What is spinocerebellar ataxia type 6 (SCA6)?

What is the outlook for individuals diagnosed with spinocerebellar ataxia type 6 (SCA6)?

How might spinocerebellar ataxia type 6 (SCA6) be treated?


What is spinocerebellar ataxia type 6 (SCA6)?

Spinocerebellar ataxia type 6 (SCA6) is a neurological condition characterized by progressive problems with movement. Initial symptoms include problems with coordination and balance (ataxia). Other early signs and symptoms include speech difficulties (dysarthria), involuntary eye movements (nystagmus), and double vision.
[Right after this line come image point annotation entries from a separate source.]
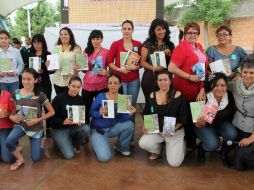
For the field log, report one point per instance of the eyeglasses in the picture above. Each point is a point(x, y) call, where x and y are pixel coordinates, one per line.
point(192, 33)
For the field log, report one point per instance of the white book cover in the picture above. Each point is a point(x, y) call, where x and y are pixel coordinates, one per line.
point(109, 105)
point(35, 63)
point(54, 62)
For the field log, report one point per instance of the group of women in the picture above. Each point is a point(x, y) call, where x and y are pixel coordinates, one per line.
point(165, 94)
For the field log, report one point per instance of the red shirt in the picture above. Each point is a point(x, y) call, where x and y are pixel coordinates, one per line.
point(8, 106)
point(185, 58)
point(114, 55)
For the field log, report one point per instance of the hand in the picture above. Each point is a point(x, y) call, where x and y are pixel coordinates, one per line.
point(68, 121)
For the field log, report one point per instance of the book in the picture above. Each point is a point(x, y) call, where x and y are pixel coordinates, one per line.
point(6, 65)
point(109, 105)
point(130, 58)
point(77, 113)
point(196, 109)
point(35, 63)
point(151, 123)
point(199, 70)
point(209, 112)
point(54, 62)
point(82, 62)
point(222, 66)
point(123, 102)
point(169, 125)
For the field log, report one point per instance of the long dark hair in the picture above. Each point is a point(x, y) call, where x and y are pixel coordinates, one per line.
point(37, 87)
point(94, 34)
point(72, 39)
point(152, 37)
point(39, 38)
point(172, 90)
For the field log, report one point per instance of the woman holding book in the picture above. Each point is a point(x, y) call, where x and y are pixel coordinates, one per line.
point(226, 50)
point(220, 123)
point(95, 79)
point(158, 41)
point(28, 118)
point(66, 48)
point(6, 107)
point(103, 127)
point(243, 92)
point(67, 135)
point(166, 102)
point(11, 64)
point(186, 79)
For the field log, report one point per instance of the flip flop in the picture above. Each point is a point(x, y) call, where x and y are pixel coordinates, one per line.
point(17, 165)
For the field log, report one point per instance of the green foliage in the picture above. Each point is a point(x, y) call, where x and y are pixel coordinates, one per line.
point(44, 15)
point(214, 12)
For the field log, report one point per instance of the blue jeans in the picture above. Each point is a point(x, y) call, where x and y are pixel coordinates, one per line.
point(35, 143)
point(10, 87)
point(69, 138)
point(100, 142)
point(210, 135)
point(132, 88)
point(5, 154)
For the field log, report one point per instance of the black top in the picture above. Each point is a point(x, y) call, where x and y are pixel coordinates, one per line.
point(59, 104)
point(176, 107)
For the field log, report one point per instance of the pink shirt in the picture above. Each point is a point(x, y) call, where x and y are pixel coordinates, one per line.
point(93, 81)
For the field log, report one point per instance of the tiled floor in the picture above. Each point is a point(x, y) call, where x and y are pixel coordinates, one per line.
point(134, 172)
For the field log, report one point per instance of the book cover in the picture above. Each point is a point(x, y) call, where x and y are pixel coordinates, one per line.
point(169, 125)
point(209, 112)
point(109, 105)
point(6, 65)
point(35, 63)
point(196, 109)
point(82, 62)
point(123, 102)
point(160, 59)
point(199, 70)
point(54, 62)
point(151, 123)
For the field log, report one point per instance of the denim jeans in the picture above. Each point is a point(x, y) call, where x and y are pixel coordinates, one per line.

Over time, individuals with SCA6 may develop loss of coordination in their arms, tremors, and uncontrolled muscle tensing (dystonia). The signs and symptoms of SCA6 typically begin in a person's forties or fifties. Most people with this disorder require wheelchair assistance by the time they are in their sixties. Spinocerebellar ataxia type 6 is caused by mutations in the CACNA1A gene. This condition is inherited in an autosomal dominant pattern.[1]
Last updated: 10/10/2012

What is the outlook for individuals diagnosed with spinocerebellar ataxia type 6 (SCA6)?

The severity of symptoms associated with SCA6 varies, even within families. In most cases, symptoms develop in the forties or fifties and progress slowly.[1][2][3] Over time, most individuals with SCA6 develop gait ataxia, loss of coordination in their arms, tremors, uncontrolled muscle tensing (dystonia), and dysarthria.[1][3] Dysphagia and choking are also common. Cognitive function is generally preserved.[3] Most people with this disorder require wheelchair assistance by the time they are in their sixties.[1] Lifespan is not usually shortened by this disease.[2][3]
Last updated: 10/10/2012

How might spinocerebellar ataxia type 6 (SCA6) be treated?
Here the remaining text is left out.